8. The stent of claim 1 wherein the pharmaceutically active agent has an activity selected from the group consisting of modulation of vascular tone, inhibition of neutrophil adhesion, enhancement of macrophage-mediated microbial killing, inhibition of platelet adhesion, inhibition of platelet aggregation, and inhibition of smooth muscle cell proliferation.

9. The stent of claim 1 wherein at least one of the continuous inner and outer layers is fabricated from a material that allows diffusion of a gas and that prevents diffusion of a liquid.

10. The stent of claim 1 wherein at least one of the continuous inner and outer layers is fabricated from a fluorinated synthetic polymer.

11. The stent of claim 1 wherein the cylindrical frame, the inner layer, and the outer layer are fabricated from a material that allows radial expansion of the stent.

12. The stent of claim 1 wherein the cylindrical frame comprises a metal.

13. A composite stent having a cylindrical multilayer structure comprising an inner layer at least partially surrounded by a frame layer that is at least partially enclosed by an outer layer, and further comprising an opening extending through the multilayer structure, wherein the opening has a size sufficient to allow endothelialization when the composite stent is implanted into a blood vessel.

14. The composite stent of claim 13 further comprising a pharmaceutical agent that provides a pharmaceutically active compound to a site of implantation of the composite stent.

15. The composite stent of claim 14 wherein the pharmaceutical agent is present in a location selected from the group consisting of the inner layer, the outer layer, a surface of the frame layer, and a release layer that is located between the frame layer and at least one of the inner layer and the outer layer.

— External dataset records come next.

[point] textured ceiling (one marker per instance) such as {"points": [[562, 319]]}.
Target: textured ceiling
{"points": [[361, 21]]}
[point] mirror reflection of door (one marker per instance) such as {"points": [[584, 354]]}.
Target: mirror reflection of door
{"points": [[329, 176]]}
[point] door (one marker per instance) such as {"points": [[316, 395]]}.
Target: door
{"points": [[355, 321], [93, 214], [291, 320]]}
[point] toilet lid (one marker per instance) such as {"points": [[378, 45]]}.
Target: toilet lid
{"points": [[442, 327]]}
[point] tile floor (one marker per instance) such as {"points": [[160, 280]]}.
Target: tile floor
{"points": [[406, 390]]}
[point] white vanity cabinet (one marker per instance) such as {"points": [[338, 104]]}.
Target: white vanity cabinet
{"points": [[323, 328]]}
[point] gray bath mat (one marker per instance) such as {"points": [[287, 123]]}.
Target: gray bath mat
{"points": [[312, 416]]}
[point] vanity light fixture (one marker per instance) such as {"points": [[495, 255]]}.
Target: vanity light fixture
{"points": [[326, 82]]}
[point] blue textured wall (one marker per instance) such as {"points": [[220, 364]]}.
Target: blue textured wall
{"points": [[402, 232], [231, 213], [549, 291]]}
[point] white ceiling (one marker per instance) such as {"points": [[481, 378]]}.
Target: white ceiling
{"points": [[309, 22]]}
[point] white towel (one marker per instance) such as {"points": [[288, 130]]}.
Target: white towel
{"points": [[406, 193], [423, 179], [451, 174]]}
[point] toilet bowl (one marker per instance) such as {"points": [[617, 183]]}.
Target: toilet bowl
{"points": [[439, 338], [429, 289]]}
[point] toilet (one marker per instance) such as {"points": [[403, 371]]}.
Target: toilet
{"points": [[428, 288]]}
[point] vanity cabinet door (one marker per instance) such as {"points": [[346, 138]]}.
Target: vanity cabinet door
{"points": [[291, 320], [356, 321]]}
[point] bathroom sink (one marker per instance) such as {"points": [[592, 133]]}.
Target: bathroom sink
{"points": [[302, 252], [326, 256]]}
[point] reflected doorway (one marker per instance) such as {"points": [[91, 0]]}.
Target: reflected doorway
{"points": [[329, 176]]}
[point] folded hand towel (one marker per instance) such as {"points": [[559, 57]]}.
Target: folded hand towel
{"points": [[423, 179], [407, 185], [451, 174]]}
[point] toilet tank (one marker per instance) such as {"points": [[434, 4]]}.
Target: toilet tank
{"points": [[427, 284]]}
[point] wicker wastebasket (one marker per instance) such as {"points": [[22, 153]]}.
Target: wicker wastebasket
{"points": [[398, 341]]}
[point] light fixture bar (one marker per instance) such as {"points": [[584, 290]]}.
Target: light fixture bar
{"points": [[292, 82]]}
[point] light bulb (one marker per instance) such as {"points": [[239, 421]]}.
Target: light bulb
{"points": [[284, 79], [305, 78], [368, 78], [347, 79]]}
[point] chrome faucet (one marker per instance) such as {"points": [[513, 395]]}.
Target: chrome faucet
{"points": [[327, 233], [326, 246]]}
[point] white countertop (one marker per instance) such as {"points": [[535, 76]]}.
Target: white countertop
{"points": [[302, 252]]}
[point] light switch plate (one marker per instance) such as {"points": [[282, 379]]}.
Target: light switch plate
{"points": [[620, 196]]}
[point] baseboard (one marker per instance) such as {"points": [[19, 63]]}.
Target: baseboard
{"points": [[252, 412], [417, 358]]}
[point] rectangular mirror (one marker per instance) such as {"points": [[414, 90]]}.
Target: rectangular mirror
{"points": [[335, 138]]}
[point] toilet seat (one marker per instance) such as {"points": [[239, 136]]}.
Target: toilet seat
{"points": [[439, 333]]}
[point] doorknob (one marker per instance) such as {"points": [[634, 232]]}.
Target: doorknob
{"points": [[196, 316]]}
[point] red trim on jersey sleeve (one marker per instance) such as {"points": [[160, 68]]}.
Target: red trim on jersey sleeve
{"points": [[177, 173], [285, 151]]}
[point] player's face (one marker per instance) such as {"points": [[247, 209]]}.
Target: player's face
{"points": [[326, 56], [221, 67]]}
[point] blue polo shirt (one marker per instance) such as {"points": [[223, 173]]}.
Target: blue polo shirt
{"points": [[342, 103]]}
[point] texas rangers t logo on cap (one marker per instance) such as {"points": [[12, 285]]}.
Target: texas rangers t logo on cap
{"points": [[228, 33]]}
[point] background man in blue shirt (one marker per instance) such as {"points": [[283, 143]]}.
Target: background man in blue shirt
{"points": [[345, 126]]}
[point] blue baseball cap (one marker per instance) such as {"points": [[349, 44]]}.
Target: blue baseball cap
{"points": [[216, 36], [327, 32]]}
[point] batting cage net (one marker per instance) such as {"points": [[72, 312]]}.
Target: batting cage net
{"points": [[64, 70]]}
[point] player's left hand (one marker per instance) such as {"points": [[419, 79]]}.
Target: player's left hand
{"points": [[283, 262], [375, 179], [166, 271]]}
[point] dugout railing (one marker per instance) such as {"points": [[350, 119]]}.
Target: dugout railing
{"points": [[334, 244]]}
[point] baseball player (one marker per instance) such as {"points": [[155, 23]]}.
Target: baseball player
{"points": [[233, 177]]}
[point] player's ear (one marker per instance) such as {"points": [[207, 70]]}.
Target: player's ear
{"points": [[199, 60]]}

16. The composite stent of claim 13 wherein the pharmaceutically active compound is nitric oxide.

17. The composite stent of claim 13 wherein the opening has an area between about 5% and 25% of a total area of the composite stent.

18. The composite stent of claim 13 further comprising a frame layer opening that is at least partially covered by at least one of the outer layer and the inner layer.

19. The composite stent of claim 13 further comprising between one and twenty additional openings that have a size sufficient to allow endothelialization when the composite stent in implanted into the blood vessel.

20. The composite stent of claim 13 wherein the opening is part of a terminal circumference of the stent.